In January 1996, I had a professional landscape architectural firm build me
a pair of fabulous raised beds, and they used CCA (an arsenic-based
preservative formula)-treated lumber. This is said to be the big No No in
terms of leaching chemicals into the soil touching the wood of the beds.
I have indeed read some horror stories on the gardening newsgroups about
people getting wildly distorted veggies and having their raised-bed soil
tested and finding bad quantities of poisonous compounds in the soil.
I have NOT had my raised-bed soil tested, but I've grown veggies for 6
seasons now and cannot see any evidence of distorted fruit or stunted plants.
Nevertheless, if you want to use the timbers your spouse has purchased and
not have to worry about this issue, then line the sides of the empty beds
completely with heavy-gauge plastic before dropping the soil mixture into
the beds. Be sure to leave some slack in the way the plastic lies as you
put the soil in.
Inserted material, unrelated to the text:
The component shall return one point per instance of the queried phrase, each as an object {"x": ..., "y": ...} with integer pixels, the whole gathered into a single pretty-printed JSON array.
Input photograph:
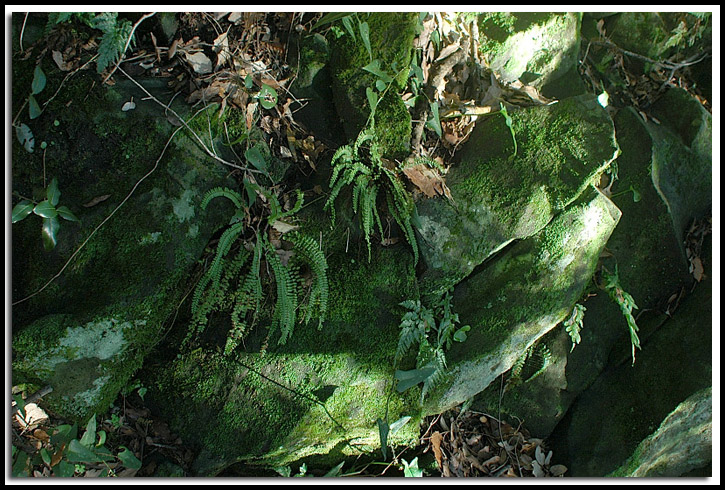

You don't want the plastic to break at all anywhere,
above or below the soil line.
Do not line the bottom of the raised beds with the plastic, however. That
would wreck the superior drainage that makes raised-bed gardening work so well.
Your supplier should be able to tell you what preservative was used to
treat the timbers you bought. If they're slightly greenish-looking (like
mine), it was probably CCA. This material is injected into the timbers
under tremendous pressure. The wood itself is extremely heavy because of
the chemicals inside. I believe that little of the baddies leaches out
over time, but I have not had the necessary soil tests done to prove it one
way or the other. The wood in my beds is holding up beautifully, by the
way. There is some surface cracking (which showed up right away, not just
lately). But nothing is compromised by it.
Occasionally one sees the suggestion that people purchase used railroad
ties for the purpose of building raised beds. That would be, chemically
speaking, no great improvement over the CCA-treated timbers because
railroad ties are preserved using creosote--another baddie.